Then there are darker circles. Things die and we grieve. Sometimes it is almost impossible to let go. Things age and decay. It makes us uncomfortable and we diminish their value. In the garden we see death and decay become compost, a celebration. It’s not a pretty one but it’s a healing one. Nothing is wasted. Everything becomes new life in the next season. Eternity becomes something we can get our minds around. I wonder how our lives could shift if we would embrace cycles and catabolize our experience into spiritual compost.
We have an extreme aversion to loss. “The garden was so beautiful, now it just looks sad and dead!” I beg to differ.

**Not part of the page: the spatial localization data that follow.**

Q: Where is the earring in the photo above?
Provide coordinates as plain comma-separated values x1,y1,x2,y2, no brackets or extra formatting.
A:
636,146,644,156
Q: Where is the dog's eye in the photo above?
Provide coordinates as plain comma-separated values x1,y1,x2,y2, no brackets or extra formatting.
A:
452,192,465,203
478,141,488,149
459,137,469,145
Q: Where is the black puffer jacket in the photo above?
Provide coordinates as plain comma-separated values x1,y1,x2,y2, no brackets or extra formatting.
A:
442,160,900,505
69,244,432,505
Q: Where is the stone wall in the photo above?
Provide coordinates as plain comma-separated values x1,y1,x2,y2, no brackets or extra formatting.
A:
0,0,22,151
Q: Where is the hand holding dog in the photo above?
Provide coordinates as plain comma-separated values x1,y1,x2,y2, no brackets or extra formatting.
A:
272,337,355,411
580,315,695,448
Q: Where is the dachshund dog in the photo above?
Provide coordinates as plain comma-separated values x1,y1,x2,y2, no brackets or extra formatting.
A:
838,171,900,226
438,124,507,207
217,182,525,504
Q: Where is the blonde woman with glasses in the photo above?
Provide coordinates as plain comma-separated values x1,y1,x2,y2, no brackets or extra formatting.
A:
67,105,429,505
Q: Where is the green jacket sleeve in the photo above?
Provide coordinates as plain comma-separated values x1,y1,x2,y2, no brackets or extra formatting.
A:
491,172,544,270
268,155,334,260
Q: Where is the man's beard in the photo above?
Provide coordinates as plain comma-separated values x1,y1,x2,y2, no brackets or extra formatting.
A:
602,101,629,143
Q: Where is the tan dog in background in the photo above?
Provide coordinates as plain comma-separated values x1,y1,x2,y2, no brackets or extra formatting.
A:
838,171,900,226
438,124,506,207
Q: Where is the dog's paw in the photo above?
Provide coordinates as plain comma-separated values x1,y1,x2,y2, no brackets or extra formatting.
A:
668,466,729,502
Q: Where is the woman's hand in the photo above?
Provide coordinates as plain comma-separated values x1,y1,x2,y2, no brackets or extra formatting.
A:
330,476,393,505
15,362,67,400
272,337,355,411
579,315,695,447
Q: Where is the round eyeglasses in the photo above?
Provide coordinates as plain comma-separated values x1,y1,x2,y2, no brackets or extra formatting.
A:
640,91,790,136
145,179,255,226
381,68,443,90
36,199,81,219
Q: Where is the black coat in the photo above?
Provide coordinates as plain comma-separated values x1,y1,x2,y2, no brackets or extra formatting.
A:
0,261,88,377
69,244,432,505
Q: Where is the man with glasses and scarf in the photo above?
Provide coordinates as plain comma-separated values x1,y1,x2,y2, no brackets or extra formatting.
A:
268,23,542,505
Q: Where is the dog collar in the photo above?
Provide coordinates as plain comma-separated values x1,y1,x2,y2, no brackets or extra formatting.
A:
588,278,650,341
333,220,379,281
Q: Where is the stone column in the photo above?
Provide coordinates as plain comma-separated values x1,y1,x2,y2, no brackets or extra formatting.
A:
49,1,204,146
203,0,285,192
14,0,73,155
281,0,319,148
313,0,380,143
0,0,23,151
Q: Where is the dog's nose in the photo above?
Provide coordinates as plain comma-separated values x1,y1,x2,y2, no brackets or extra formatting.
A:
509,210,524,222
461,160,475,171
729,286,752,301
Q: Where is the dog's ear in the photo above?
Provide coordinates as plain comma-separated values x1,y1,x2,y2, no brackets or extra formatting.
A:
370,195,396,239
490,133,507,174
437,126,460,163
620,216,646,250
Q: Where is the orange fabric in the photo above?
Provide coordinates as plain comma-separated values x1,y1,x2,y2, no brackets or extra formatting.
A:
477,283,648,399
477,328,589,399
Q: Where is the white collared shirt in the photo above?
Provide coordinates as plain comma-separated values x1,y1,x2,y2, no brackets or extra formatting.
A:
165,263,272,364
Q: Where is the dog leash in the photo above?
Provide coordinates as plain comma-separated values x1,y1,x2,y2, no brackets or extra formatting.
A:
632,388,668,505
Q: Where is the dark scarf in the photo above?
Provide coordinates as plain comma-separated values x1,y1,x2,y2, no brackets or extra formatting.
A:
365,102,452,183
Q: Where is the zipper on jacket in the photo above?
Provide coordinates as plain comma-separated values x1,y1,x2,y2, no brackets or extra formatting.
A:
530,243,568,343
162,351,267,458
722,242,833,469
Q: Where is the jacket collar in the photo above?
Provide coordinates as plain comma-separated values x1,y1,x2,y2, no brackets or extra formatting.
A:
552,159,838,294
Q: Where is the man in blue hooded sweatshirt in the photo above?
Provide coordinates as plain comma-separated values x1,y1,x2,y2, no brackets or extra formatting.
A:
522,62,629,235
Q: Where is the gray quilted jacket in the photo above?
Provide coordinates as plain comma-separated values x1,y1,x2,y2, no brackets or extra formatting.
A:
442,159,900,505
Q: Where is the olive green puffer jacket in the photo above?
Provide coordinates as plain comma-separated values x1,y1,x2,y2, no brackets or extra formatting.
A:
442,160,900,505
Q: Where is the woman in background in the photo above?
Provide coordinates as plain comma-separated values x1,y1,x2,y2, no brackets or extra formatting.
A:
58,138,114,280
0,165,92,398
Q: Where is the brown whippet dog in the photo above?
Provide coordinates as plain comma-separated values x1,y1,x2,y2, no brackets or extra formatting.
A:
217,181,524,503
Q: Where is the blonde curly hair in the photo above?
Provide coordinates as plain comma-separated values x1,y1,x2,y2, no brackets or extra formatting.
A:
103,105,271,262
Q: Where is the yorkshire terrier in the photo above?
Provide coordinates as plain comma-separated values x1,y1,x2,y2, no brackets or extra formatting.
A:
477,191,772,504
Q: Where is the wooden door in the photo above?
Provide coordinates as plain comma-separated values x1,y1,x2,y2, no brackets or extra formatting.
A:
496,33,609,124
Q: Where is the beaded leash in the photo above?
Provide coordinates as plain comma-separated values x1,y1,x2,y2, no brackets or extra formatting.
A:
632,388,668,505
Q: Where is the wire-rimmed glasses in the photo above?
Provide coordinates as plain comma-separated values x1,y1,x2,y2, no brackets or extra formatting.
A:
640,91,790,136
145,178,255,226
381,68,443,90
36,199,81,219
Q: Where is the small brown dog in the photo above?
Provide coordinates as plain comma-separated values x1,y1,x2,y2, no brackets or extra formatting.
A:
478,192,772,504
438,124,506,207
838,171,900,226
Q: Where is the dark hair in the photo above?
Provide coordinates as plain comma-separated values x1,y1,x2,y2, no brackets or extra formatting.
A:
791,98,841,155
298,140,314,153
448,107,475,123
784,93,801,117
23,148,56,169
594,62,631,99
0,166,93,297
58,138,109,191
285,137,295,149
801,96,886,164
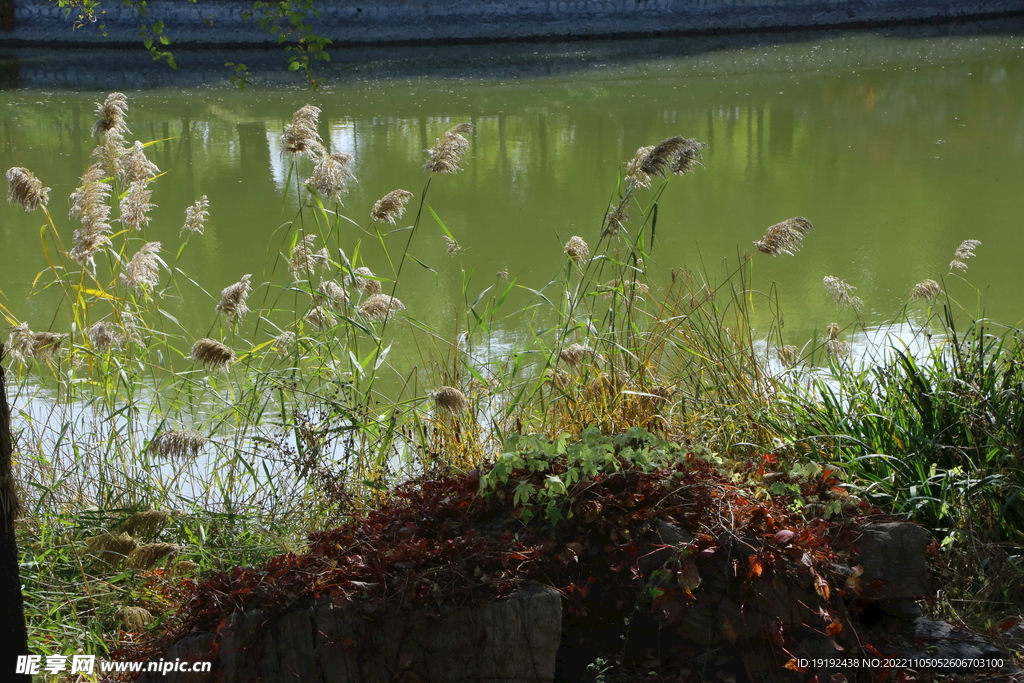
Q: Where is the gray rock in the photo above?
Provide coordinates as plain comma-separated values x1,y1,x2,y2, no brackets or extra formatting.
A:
856,522,930,599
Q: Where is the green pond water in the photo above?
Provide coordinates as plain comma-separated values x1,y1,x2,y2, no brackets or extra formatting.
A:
3,25,1024,361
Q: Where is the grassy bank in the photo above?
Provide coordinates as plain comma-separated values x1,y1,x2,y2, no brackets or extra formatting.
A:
3,93,1023,672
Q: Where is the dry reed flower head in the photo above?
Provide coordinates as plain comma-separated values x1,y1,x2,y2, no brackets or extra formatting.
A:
497,269,509,280
559,343,590,368
586,372,625,402
120,180,155,229
6,167,50,212
120,510,171,538
624,136,707,188
304,306,334,330
306,152,353,202
910,279,941,301
91,128,127,179
85,532,139,566
371,189,413,223
821,323,848,357
88,321,123,351
191,338,235,371
216,274,252,325
126,542,177,569
288,234,329,278
181,196,210,235
444,236,462,256
121,242,162,292
273,331,296,355
755,217,813,257
314,279,347,310
603,201,630,237
950,239,982,271
424,123,473,174
282,104,324,157
93,92,129,136
352,266,382,295
822,276,863,310
115,606,155,631
601,279,649,301
147,429,207,460
8,323,34,364
30,332,68,361
776,345,799,367
358,294,405,322
431,386,470,413
545,367,572,389
69,164,113,265
565,236,589,266
172,560,199,576
120,140,160,186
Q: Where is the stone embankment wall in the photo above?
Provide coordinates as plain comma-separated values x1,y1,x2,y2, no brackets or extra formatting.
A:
2,0,1023,46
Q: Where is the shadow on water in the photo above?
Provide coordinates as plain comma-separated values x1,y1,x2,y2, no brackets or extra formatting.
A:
0,15,1022,90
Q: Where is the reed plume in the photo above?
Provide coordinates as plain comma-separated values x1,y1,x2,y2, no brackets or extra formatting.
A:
85,533,138,567
431,386,470,413
950,239,981,272
444,236,462,256
30,332,68,361
88,321,123,351
6,167,50,212
181,196,210,235
776,345,799,367
565,236,589,266
216,274,252,325
121,242,162,292
306,152,353,202
821,323,848,358
603,201,630,237
288,234,329,278
358,294,405,322
424,123,473,174
70,164,113,265
91,128,127,179
92,92,129,136
191,338,235,371
120,510,171,538
282,105,324,157
147,429,207,460
755,217,813,256
822,276,862,310
371,189,413,223
601,278,648,301
909,279,941,301
120,180,155,229
8,324,34,364
559,343,589,368
126,543,177,569
120,140,160,186
115,606,155,631
304,306,334,330
624,136,707,188
273,331,296,355
352,267,382,295
314,279,347,310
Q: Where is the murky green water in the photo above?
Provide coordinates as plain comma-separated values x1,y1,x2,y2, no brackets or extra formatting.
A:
3,25,1024,353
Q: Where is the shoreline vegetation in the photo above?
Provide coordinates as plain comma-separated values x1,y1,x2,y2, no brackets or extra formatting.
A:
3,93,1023,677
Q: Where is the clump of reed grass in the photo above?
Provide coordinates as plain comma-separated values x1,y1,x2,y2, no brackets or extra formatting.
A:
306,152,353,202
120,510,171,538
282,104,323,157
431,386,470,413
371,189,413,224
115,606,154,632
121,241,162,292
120,180,156,229
352,267,382,295
565,236,589,266
147,429,207,460
126,542,177,569
358,294,405,322
950,239,982,272
216,274,252,325
909,279,941,301
822,276,862,310
181,196,210,235
624,136,707,188
755,217,813,256
424,123,473,174
6,167,50,213
288,234,329,278
190,339,235,371
120,140,160,186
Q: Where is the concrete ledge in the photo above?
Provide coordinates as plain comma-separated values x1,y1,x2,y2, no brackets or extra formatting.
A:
3,0,1024,46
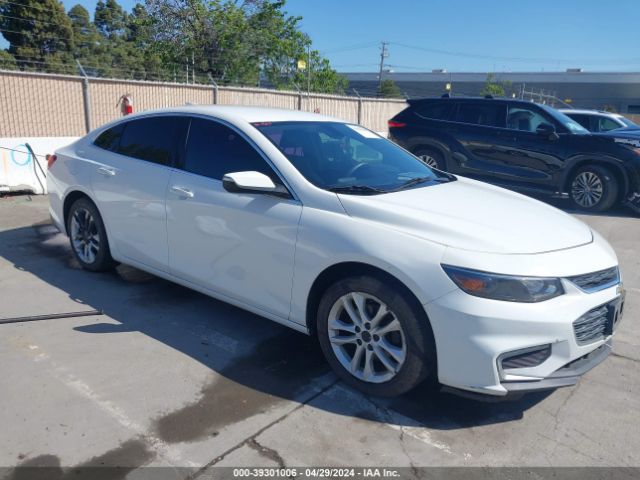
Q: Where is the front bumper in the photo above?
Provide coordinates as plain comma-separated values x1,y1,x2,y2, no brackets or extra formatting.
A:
425,278,622,397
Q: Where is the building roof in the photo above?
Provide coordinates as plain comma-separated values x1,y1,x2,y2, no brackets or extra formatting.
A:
344,71,640,84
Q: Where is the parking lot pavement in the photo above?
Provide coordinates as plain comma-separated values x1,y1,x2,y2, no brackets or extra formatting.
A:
1,194,639,477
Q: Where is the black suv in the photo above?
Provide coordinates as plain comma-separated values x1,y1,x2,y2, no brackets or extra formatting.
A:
389,97,640,213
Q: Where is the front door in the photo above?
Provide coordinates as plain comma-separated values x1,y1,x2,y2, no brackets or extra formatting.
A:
494,105,568,190
166,117,302,319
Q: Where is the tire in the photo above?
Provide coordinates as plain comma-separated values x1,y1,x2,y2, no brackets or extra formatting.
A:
414,148,445,171
66,197,116,272
316,275,436,397
568,165,619,212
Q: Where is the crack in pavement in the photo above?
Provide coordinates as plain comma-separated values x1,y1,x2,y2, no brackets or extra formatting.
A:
611,352,640,363
188,378,340,479
246,438,286,468
397,429,419,479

I don’t like looking at the garden as much in winter. Sometimes I grieve. I miss the beauty and abundance. I miss the compliments about how lovely it looks too. Very few look at resting soil, compost, or ragtag cover crops and profess their admiration. It’s more like a resigned, “Well, it will be a garden again in spring.”
It’s a garden now.
It’s only a garden if it’s a garden now.
It’s resting from our human personal interest but alive with invisible purpose all its own. Like Sabbath or a warm bath with a cup of tea and silence.
Physics describes energy in two forms. Kinetic energy is the energy of motion. For example, a red ball rolling. Passive energy is stored energy. It is gathered and abstract, less exciting, like Sabbath or your immune system or the winter garden. Yet, passive energy is the critical determinant behind kinetic outcome. The mass of the red ball and the force behind it determines the speed and distance that red ball moves. If you diminish (or neglect) one form of energy you diminish the other. What if we applied this to our personal and spiritual lives? What if we have the potential to grow our spiritual potential energy, expanding our creative mass and capacity through being not producing. Do we have the long-range thinking to invest in what seems empty, quiet, and still? To “be still and know” in that mystery, understanding this dormancy will expand future possibility?
The winter garden is an invitation to embrace the ebb and flow of our natural and spiritual world.
To sit in the uncomfortable, unquantifiable space of emptiness, decay and lack of harvest in our own lives. It is here we can begin the practice of treasuring the invisible, even the loss of something we cherish, trusting our investment in non-manifestation seasons will increase our passive capacity so we can humbly grow into something kinetically stronger than the year before.